Foto: Victor Piemonte/STF
A Primeira Turma do Supremo Tribunal Federal (STF) recebeu nesta terça-feira (18) denúncia da Procuradoria-Geral da República (PGR) contra o deputado federal Gilvan Costa, conhecido como Gilvan da Federal (PL-ES), por ofensas difundidas na internet contra o presidente da República, Luiz Inácio Lula da Silva.
Por unanimidade, no julgamento do Inquérito (Inq) 4999, o colegiado entendeu que há suficientes para que o parlamentar responda a ação penal por injúria.
De acordo com a denúncia da PGR, em 8 de abril de 2025, em sessão da Comissão de Segurança Pública da Câmara, o deputado se referiu a Lula como “ex-presidiário” e “descondenado” e disse que queria que ele morresse, entre outras ofensas.
Em nome da PGR, a procuradora Cláudia Sampaio observou que a declaração foi feita numa sessão pública, transmitida ao vivo e divulgada posteriormente pelo próprio acusado em suas redes sociais. Segundo ela, a manifestação teve a clara intenção de ofender, e eventual entendimento contrário deve ser analisado na instrução da ação penal, momento em que as provas estão sujeitas ao contraditório.
A ministra Cármen Lúcia (relatora) afastou a aplicação da imunidade parlamentar. Ela afirmou que, embora o STF tenha entendimento consolidado de que a imunidade abrange as opiniões, palavras e votos pronunciados na casa legislativa, isto não significa extensão automática dessa proteção a fatos posteriores ao pronunciamento e à divulgação do conteúdo fora do parlamento por iniciativa do próprio parlamentar.
Segundo a ministra, as ofensas foram dirigidas diretamente ao presidente da República, sem nenhum conteúdo de crítica política ou de fiscalização da administração pública.
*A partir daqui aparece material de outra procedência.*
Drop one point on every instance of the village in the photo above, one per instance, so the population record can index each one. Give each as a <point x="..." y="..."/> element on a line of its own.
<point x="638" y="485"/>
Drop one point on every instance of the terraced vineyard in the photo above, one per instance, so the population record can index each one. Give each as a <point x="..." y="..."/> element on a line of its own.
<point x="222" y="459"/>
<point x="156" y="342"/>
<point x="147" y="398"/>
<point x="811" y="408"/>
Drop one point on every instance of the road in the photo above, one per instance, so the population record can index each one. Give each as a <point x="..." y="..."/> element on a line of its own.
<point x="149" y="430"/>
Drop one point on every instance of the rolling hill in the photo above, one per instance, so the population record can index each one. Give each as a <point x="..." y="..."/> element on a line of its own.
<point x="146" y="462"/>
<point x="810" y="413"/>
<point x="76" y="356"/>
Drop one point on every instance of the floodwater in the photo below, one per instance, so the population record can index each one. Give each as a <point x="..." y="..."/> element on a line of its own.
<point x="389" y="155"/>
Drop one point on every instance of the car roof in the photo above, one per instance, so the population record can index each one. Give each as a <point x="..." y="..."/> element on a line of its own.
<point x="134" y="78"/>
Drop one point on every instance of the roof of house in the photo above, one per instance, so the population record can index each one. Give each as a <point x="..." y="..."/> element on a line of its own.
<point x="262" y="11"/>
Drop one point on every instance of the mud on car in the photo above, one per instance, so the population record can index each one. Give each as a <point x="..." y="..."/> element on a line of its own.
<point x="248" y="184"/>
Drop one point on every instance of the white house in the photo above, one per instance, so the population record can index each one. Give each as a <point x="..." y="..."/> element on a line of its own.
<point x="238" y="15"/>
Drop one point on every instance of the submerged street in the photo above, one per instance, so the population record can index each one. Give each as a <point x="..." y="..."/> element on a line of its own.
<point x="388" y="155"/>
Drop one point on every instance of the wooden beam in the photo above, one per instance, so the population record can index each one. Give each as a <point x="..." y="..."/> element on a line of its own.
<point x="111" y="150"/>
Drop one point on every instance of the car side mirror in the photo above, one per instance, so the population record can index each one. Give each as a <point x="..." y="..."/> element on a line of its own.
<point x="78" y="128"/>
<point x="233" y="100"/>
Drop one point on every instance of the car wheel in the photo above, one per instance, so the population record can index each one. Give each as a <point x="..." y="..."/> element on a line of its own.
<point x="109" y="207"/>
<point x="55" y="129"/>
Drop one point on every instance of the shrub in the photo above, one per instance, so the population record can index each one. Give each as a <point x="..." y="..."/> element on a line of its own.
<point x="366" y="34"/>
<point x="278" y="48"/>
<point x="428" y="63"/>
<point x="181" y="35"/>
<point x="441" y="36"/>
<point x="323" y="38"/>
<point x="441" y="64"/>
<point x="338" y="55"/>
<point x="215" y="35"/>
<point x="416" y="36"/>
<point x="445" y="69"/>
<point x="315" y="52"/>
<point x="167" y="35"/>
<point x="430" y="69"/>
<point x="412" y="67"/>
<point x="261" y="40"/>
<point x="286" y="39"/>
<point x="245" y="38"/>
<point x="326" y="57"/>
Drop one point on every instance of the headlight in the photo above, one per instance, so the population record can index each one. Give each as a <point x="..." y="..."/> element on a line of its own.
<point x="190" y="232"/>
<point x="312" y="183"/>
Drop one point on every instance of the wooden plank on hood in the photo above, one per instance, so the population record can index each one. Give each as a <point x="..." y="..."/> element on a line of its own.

Nesse sentido, a alegação de que não haveria atenção de ofender deve ser esclarecida na instrução penal.
O ministro Alexandre de Moraes observou que imunidade não é um privilégio que permite a autoria de crimes, mas uma garantia de que o parlamentar exerça sua função adequadamente e não seja responsabilizado por eventuais excessos que ocorram durante discussões.
No mesmo sentido, o ministro Flávio Dino lembrou que a imunidade é uma exceção que serve ao exercício da função parlamentar, mas não é absoluta. O ministro Cristiano Zanin apontou impedimento em decorrência da sua atuação anterior como advogado e não participou do julgamento.